Как тут было не испытать кошмар всеобщих смещений, ужас экзистенциальной растерянности, не впасть хотя бы ненадолго, всего на дольку секунды, растянутую больной фантазией, в безумие беззащитного одиночества.
Вырезая статичные кадры – станковая картина, та самая, чья сгущённая образность не отпускала глаз и внутри которой, затем и за которой он по милости Художника очутился, не сравнивалась ли им теперь с такими вещими кадрами, полными пугающей недосказанности? – так вот, вырезая статичные кадры-слайды из необратимо развёртывающейся ленты событий, всматриваясь в остановленное каждым изображением время, спрессовавшим разные времена, закольцовывая время воспринимавшим ответным чувством, Соснин уже не сомневался в том, что искусству, норовящему в высших своих порывах заглядывать за видимое, очевидное, ведома взаимная проницаемость прошлого, настоящего и будущего.
И уже не оставалось сомнений в том, что компоновала слайды ли, кадры, задавая их монтаж, взаимные наложения, не только текущая, но и грядущая жизнь, та жизнь, которая будет длиться после того как погаснет индивидуальное сознание, да-да, в творческом напряжении сознание способно заглянуть за… И как же далеко мог видеть пробивший головою тучу Соснин! А чем дальше видел, тем острей ощущал зачатую в сутолоке сознания и поощрённую временем двойную устремлённость воображаемого романа, чьи лейтмотивы влекли куда-то дальше, дальше, к зыбкой невыразимой границе ужаса – переступал её, но не знал сумеет ли перевести в слово увиденное – хотя оставаясь преданными кормящей направляющей памяти, те же романные лейтмотивы намекали не без ехидства, что глупо было ждать от будущего того, чего бы не было в прошлом.
«Нет! Нет ни прошлого, ни будущего, есть реальность сознания, теснимого настоящим и иллюзорно расширяющегося усилиями памяти и фантазии.
Пусть время, этот великий безнаказанный расточитель всего, чем богата жизнь, облачается в абстрактную тогу неподкупного, не ведающего морали тотального ритмизатора-измерителя.
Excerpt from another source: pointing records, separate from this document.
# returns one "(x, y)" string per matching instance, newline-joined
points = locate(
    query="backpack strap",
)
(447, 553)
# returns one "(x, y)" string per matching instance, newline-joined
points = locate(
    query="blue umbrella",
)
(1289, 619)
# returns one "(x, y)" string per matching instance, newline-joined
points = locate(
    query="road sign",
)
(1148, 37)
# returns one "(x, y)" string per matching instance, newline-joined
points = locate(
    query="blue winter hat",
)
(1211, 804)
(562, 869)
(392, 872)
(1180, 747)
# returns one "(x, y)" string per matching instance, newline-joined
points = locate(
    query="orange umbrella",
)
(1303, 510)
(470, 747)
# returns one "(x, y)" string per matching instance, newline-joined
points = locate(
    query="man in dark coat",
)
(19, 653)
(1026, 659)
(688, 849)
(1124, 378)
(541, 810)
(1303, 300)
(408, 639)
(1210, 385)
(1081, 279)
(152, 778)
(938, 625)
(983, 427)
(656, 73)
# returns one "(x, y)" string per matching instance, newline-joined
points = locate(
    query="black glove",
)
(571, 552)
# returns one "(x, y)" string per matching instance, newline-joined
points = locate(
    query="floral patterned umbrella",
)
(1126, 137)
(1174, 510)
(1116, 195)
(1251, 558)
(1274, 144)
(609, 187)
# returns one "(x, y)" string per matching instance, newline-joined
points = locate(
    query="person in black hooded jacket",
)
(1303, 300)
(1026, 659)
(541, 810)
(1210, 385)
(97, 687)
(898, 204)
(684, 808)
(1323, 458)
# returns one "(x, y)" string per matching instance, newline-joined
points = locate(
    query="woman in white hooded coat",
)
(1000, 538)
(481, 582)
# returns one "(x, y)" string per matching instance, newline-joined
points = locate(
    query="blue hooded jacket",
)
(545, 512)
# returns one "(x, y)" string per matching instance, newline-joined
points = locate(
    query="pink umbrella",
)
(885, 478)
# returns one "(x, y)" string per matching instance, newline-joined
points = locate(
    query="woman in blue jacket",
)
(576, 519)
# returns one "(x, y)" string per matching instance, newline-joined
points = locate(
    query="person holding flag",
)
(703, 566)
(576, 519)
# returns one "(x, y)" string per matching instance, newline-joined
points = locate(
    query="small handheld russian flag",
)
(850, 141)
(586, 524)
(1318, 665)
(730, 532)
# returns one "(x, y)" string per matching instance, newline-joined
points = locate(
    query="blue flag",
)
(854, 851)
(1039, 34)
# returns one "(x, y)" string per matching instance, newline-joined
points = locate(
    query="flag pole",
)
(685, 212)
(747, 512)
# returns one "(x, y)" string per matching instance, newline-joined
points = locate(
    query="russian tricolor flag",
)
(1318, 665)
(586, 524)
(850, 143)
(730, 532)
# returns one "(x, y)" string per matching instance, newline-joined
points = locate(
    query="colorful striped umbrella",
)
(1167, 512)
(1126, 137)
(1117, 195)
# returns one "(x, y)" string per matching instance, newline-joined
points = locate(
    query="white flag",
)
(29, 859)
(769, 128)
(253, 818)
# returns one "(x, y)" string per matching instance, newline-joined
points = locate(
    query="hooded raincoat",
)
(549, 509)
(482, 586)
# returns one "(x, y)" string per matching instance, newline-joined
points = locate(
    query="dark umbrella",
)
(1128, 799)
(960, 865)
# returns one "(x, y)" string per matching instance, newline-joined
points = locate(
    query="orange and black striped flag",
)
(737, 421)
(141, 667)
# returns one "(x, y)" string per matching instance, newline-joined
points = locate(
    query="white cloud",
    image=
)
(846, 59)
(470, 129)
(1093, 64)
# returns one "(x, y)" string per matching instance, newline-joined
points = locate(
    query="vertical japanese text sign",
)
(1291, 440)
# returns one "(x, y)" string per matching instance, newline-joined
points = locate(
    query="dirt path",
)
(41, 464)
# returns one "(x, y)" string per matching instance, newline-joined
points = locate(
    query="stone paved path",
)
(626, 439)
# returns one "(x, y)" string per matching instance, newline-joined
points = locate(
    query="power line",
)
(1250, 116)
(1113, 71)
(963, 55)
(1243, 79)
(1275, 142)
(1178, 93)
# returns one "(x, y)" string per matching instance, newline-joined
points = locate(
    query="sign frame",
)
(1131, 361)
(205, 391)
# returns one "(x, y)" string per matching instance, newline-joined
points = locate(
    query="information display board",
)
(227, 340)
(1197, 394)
Пусть сознание, всегда индивидуальное, но неизменно отягощённое идеалами, моральными табу и определяемое, как на грех, бытием, лишь наедине с собой потешается над ползучей непротиворечивостью здравого смысла, живущего по часам и самозванно взявшегося бытием управлять.
Но стоит мысленно вывести сознание и время из вырытого историческим и диалектическим материализмами русла внешних необходимостей, стоит им заглянуть друг в друга, как они, уличённые во взаимном влечении, сбрасывают маски: поощряя путаницу внутренней жизни и взывая к порядку, сознание и время предстают деятельным симбиозом – заглядывая в инобытие, всё откровенней координируют свои скрытые цели, воплощая их в индивидуальных судьбах и художнических свершениях; и если точная наука наткнулась ненароком на волну-частицу и до сих пор не оправилась от потрясений, обусловленных компрометацией причинности и однозначности, куда как удобных для академической ломки копий, то относительность, многозначность – извечны для стихии искусства, которая порождается сознанием-временем».
Вспомним о путешествиях по времени, прикладываниях рулетки к абстракции, лишённой размерности, и прочих безумствах.
Вспомним, что путешествия те совмещались с блужданиями по ландшафтам собственного сознания.
Да, он, бывало, сидел, уставившись в одну точку, но, в отличие от Соркина, так много в ней, этой точке, видел.
Да-да, компонуя и перекомпоновывая временные текучести, он, упиваясь пластичностью неведомого ему досель материала, пристраивал одно к одному, а то и встраивал одно в другое, разные, подчас несовместимые пространства, доверившиеся постэйнштейновской искривлённости. Квартира Художника вместе с саднящей живописью перемещалась в больничный сад, Соснин мог подолгу простаивать на мокрой после дождя дорожке перед свежепахнущим олифой, лаком, чуть наклонно укреплённым на мольберте большим холстом, за которым столько всего открылось. А чуть сбоку парила на голубом облаке квартира поменьше, из комнатки-пенальчика с ветвистой трещиной на потолке и стене при этом виднелись мокрое место катастрофы, алеющий трезубец Ай-Петри, Орвиетский собор.
Дрожала листва…
Мельтешили над головой, как когда-то в Мисхоре, кроны…
А поверх крон, словно свето-изобразительная проекция, – вздрагивал от порывов ветра мраморный угол Орвиетского собора – тянулись к синим холмистым далям горизонтальные серозелёные полосы бокового фасада, солнечно-белый, изящно-стреловидный, с пиками и треугольниками, лицевой фасад омывало небо.